Cyber Incident Victim: Oiltanking GmbH
Date:
Jan 2022
Location:
Germany
Summary
A cyberattack severely disrupted operations at a major German petrol distributor and its affiliated oil supplier, both subsidiaries of a larger corporate group. The incident paralyzed automated fuel loading/unloading systems at 13 tank farms, forcing reliance on alternative charging points for truck servicing. While officials assured no immediate fuel supply shortages for transportation or heating, prolonged IT system outages risked broader supply chain impacts due to the critical infrastructure's full automation dependency. The attack occurred amid government warnings of state-sponsored cyber threats targeting German entities, though no specific attribution was confirmed for this incident.

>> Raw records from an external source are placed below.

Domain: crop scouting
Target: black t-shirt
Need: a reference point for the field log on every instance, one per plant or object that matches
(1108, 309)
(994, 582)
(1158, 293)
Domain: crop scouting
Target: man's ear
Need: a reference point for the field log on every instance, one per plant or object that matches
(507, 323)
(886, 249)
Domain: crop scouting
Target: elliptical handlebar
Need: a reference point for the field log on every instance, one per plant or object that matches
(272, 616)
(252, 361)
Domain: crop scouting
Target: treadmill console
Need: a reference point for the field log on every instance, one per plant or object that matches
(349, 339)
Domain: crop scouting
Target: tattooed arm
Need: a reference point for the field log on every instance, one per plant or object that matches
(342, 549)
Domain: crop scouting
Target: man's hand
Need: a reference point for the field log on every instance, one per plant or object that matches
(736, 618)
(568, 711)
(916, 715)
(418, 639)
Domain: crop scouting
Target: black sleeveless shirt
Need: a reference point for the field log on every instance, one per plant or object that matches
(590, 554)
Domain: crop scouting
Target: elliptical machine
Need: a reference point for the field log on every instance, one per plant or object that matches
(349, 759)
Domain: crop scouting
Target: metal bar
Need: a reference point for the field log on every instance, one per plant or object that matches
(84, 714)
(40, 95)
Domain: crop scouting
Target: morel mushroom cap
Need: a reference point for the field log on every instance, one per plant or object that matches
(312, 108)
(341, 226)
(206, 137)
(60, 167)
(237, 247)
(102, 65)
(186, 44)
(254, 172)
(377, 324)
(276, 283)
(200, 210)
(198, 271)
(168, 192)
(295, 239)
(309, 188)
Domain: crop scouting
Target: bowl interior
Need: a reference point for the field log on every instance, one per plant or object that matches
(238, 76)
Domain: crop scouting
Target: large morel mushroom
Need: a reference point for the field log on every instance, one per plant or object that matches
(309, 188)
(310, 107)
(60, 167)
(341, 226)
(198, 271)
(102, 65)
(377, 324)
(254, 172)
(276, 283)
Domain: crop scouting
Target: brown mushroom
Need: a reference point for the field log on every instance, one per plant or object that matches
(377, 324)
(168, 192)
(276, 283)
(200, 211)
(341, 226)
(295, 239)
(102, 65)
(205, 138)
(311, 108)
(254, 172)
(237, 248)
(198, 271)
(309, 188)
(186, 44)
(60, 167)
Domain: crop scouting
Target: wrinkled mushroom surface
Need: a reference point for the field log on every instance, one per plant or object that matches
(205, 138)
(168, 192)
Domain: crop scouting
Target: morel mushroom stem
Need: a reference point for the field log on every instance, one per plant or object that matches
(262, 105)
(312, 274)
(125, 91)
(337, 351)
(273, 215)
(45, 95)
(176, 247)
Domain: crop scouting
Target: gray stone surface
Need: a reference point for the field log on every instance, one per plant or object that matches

| CIA Posture | Motives | Tactics, Techniques & Procedures |
|---|---|---|
| Available to members | 3 motives | 1 technique |
| Threat Actor | Type | Location |
|---|---|---|
| 1 actor | Available to members | Available to members |
Description
On or around January 29, 2022, a cyberattack targeted Oiltanking GmbH, a major German petroleum, oil, and lubricants logistics firm, severely disrupting its operational capabilities. The attack also impacted Mabanaft GmbH, an oil trading and logistics company, with both entities operating as subsidiaries of the Marquard & Bahls energy conglomerate. The incident paralyzed Oiltanking’s automated tank loading and unloading systems, which were rendered inoperable due to the compromise of critical IT infrastructure. This forced the company to halt normal operations at its 13 German tank farms, preventing the servicing of fuel trucks through standard channels. Oiltanking’s role as a supplier to 26 companies, including Shell’s network of 1,955 German gas stations, raised immediate concerns about nationwide fuel shortages. German authorities, including Frank Schaper of the independent tank storage association, publicly asserted the attack did not pose an immediate threat to heating oil or transportation fuel supplies, seeking to mitigate public alarm.
The operational disruption necessitated the implementation of alternative charging points to maintain limited fuel distribution while recovery efforts continued. The inability to revert to manual processes underscored the company’s dependence on computerized systems for core logistics functions. Shell’s reliance on Oiltanking highlighted the potential for cascading economic impacts across Germany’s transportation and commercial sectors had the outage persisted. Although no threat actor was officially attributed, the incident occurred amid warnings from Germany’s Federal Office for the Protection of the Constitution (BfV) about cyberespionage campaigns by APT27, a Chinese state-aligned hacking group. The prolonged IT system outages posed risks of secondary supply chain interruptions, contingent on the duration of recovery efforts. Oiltanking and Mabanaft did not disclose technical specifics of the attack or remediation timelines beyond confirming operational workarounds were in place.